AI Tools

Whisper

OpenAI's open-source speech recognition model. Runs locally, handles multiple languages, and produces transcriptions that are noticeably more accurate than most commercial alternatives — especially for technical vocabulary.

Overview

Whisper is an automatic speech recognition (ASR) model released by OpenAI as open-source software in 2022. It was trained on 680,000 hours of multilingual audio data, which gives it unusually broad language coverage and strong robustness to accents, background noise, and technical terminology.
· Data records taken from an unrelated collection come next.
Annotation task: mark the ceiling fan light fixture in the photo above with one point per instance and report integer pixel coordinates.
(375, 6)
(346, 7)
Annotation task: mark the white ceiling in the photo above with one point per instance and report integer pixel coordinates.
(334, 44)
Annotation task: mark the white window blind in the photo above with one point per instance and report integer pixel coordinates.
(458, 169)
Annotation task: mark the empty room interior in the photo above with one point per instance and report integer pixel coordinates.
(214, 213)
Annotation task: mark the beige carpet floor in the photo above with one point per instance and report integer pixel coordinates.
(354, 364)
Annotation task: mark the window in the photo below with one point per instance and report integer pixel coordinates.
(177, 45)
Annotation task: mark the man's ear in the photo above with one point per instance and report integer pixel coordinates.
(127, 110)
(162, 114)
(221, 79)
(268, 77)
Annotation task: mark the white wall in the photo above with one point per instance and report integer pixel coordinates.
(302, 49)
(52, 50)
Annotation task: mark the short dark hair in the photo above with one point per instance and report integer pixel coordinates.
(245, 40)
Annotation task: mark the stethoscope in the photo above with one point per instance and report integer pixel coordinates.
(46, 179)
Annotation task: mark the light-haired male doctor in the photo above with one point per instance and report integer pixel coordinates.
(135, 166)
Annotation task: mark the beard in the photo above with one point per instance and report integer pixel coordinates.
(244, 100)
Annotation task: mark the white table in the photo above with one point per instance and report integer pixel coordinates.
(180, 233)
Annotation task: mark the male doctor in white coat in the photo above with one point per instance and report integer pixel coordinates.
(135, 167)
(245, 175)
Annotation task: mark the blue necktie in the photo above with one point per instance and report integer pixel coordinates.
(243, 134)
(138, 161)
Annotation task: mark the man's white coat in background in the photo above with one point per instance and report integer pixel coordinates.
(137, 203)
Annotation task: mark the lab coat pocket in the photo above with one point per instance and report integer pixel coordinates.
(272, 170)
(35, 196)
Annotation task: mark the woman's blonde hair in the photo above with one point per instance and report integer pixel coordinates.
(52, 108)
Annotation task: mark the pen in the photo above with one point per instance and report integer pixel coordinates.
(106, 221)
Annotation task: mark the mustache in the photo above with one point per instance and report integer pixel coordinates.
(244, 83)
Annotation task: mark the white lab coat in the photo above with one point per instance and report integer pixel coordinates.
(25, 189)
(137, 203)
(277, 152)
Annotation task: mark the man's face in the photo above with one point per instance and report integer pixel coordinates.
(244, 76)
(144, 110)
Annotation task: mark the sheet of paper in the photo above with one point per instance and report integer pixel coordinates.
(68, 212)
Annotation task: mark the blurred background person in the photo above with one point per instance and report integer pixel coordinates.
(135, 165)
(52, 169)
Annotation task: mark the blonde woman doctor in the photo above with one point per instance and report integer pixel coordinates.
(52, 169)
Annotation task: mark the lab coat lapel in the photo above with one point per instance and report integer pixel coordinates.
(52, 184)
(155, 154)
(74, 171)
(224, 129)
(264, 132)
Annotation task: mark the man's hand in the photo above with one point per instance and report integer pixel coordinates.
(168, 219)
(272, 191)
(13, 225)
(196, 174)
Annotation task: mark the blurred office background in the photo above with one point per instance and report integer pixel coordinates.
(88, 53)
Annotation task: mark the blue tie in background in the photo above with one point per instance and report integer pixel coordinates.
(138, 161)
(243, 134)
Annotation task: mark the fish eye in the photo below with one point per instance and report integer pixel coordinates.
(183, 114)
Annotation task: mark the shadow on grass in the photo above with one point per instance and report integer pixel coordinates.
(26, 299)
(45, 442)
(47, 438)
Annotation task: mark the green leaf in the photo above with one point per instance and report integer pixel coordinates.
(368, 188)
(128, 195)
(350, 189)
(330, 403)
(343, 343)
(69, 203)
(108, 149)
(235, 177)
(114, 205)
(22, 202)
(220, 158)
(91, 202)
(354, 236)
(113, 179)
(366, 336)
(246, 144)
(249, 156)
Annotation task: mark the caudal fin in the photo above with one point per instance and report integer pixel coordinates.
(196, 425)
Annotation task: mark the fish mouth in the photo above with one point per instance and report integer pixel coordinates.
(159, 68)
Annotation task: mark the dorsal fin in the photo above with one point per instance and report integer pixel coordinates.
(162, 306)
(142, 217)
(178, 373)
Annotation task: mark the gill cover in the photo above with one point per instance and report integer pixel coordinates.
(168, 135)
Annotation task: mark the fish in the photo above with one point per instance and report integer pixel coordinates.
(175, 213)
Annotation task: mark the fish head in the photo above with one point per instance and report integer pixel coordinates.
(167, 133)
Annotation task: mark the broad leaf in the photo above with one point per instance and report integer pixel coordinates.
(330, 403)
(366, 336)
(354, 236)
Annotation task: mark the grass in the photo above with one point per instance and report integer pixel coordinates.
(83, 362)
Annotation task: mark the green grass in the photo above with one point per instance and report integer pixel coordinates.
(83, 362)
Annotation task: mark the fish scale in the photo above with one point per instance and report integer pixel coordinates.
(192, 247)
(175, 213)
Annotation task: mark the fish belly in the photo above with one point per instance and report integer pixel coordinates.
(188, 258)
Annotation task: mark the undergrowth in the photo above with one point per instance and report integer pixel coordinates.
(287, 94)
Unlike cloud-based transcription services, Whisper runs entirely on your local machine. This makes it suitable for transcribing sensitive audio — medical notes, legal recordings, private meetings — without sending data to a third-party server. The trade-off is that it requires a reasonably capable machine, and the larger model variants need a GPU for practical speed.

Key Features

  • Supports 99 languages with automatic language detection
  • Multiple model sizes from tiny (fast) to large (most accurate)
  • Runs entirely locally — no data sent to external servers
  • Handles accents, background noise, and technical terms well
  • Outputs timestamps alongside transcribed text
  • Translation mode converts non-English audio to English text
  • Available via OpenAI API for cloud-based use

Use Cases

Developers use Whisper to add transcription to their own applications — meeting recorders, podcast tools, voice note apps, and accessibility features. The open-source license means there are no per-request fees for self-hosted deployments.

Researchers and journalists use it to transcribe interview recordings. The accuracy on technical vocabulary is notably better than consumer transcription tools, which often mangle domain-specific terms.

Content creators use it to generate subtitles and captions for videos. The timestamp output integrates well with video editing workflows, and the accuracy reduces the amount of manual correction needed.

Setup

Whisper is installed via pip and requires Python 3.8+. The small and medium models run acceptably on CPU for shorter audio files. The large model benefits significantly from a CUDA-capable GPU. Several third-party GUI wrappers exist for users who prefer not to use the command line.